The authors report no conflicts of interest. No funding or financial support was received.


REFERENCES

  1. Wassef M, Baxter BT, Chisholm RL, et al. Pathogenesis of abdominal aortic aneurysms: a multidisciplinary research program supported by the National Heart, Lung, and Blood Institute. J Vasc Surg. 2001;34:730-8. 

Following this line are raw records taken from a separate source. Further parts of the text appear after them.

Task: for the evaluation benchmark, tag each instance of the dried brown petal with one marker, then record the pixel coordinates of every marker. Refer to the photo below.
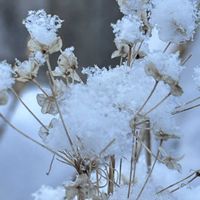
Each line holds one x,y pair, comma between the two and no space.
151,70
3,97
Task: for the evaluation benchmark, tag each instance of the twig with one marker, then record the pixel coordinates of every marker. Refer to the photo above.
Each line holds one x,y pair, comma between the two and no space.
51,164
184,61
185,109
150,95
56,102
158,104
196,173
39,86
169,43
30,111
149,175
28,137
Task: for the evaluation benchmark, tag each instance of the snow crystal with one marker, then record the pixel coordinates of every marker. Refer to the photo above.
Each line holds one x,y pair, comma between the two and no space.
132,6
167,64
49,193
196,76
5,75
101,110
128,30
42,26
175,20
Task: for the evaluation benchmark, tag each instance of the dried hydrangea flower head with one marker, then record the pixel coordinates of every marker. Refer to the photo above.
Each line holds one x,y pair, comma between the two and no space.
26,70
175,23
140,8
128,30
43,30
122,49
133,6
67,65
167,68
161,135
47,102
6,81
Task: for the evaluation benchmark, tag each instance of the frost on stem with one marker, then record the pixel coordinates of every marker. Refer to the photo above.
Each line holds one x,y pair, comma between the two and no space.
43,30
67,65
128,30
175,23
6,81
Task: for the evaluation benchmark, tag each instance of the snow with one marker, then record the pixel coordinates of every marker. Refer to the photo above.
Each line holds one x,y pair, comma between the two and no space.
128,30
42,26
175,23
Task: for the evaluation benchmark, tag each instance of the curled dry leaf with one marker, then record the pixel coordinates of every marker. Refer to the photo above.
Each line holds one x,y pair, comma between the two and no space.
55,46
161,135
26,71
3,97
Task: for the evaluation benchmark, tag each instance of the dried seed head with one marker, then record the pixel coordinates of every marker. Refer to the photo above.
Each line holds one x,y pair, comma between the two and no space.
55,46
26,71
172,163
151,70
3,97
175,88
122,49
161,135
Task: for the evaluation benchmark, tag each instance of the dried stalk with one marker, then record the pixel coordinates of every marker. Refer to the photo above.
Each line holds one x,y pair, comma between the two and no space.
149,175
158,104
111,175
29,110
57,105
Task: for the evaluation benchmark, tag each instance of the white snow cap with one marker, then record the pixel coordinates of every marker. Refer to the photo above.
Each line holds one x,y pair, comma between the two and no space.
5,76
130,6
175,19
196,76
166,63
49,193
42,26
128,30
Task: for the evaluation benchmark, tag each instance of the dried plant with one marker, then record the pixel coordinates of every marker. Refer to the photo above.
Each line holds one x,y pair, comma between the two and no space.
103,127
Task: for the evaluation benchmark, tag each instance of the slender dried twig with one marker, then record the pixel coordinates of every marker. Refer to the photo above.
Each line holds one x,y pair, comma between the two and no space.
35,82
168,44
158,104
148,98
29,110
196,173
51,82
149,174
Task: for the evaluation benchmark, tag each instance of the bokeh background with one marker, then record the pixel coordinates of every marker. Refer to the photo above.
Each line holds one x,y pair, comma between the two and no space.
86,26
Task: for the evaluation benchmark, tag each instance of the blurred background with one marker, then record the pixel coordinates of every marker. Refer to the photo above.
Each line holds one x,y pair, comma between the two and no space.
86,26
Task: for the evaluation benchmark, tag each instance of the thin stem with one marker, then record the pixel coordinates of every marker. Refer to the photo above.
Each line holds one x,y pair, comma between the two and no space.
121,60
186,109
136,53
22,102
120,170
56,102
129,55
150,95
184,61
107,146
134,147
158,104
97,178
28,137
184,184
39,86
150,172
51,164
180,181
169,43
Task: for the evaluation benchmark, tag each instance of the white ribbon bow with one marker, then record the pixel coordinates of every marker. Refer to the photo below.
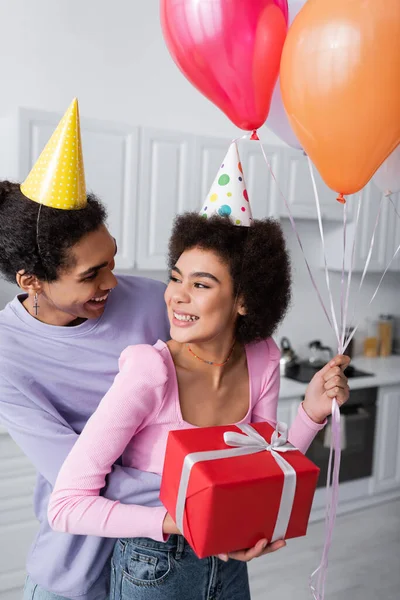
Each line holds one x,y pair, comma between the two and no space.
248,442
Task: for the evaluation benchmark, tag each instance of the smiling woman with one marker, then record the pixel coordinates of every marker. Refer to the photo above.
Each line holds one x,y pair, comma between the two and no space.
229,288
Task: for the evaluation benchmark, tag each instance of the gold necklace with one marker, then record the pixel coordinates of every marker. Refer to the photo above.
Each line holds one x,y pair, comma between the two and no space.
210,362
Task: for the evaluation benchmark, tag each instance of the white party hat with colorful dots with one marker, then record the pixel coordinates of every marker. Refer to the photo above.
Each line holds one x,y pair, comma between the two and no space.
57,179
228,194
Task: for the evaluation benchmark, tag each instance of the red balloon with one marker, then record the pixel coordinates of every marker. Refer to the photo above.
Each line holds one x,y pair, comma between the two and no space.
229,50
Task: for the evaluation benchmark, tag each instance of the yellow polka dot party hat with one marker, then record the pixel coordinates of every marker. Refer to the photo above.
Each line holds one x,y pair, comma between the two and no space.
228,194
57,179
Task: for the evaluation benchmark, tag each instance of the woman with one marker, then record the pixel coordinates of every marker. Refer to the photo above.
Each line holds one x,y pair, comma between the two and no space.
229,289
60,339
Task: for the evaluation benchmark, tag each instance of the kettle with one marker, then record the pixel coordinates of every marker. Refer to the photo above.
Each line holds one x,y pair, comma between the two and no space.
288,357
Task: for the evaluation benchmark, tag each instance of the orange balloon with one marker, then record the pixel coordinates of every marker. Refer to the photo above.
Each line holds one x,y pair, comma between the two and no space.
340,82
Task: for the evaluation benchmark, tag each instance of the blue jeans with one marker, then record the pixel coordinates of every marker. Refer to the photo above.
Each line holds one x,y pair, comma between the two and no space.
143,569
32,591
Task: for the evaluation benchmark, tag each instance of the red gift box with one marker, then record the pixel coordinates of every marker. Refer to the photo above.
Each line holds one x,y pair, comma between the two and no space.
227,496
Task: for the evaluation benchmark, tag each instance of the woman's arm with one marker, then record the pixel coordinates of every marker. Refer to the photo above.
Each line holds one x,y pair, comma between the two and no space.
46,439
134,400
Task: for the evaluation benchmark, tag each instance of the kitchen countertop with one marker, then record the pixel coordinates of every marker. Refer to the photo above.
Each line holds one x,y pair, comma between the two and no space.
386,371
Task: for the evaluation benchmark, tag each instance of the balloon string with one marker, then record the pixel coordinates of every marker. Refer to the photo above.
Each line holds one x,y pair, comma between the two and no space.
321,230
342,283
393,204
296,234
367,262
373,295
318,590
349,274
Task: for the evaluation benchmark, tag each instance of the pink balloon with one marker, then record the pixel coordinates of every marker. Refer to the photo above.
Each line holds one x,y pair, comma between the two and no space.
283,5
277,119
387,177
229,50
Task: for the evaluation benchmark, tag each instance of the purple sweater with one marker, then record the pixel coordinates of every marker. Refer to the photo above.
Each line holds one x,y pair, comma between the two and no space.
51,381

  2. Blanchard JF, Armenian HK, Friesen PP. Risk factors for abdominal aortic aneurysm: results of a case-control study. Am J Epidemiol. 2000;151:575-83. 
  3. Lederle FA, Johnson GR, Wilson SE, et al. Prevalence and associations of abdominal aortic aneurysm detected through screening. Aneurysm Detection and Management (ADAM) Veterans Affairs Cooperative Study Group. Ann Intern Med. 1997;126:441-9. 
  4. US Preventive Services Task Force. Screening for abdominal aortic aneurysm: recommendation statement. Ann Intern Med. 2005;142:198-202.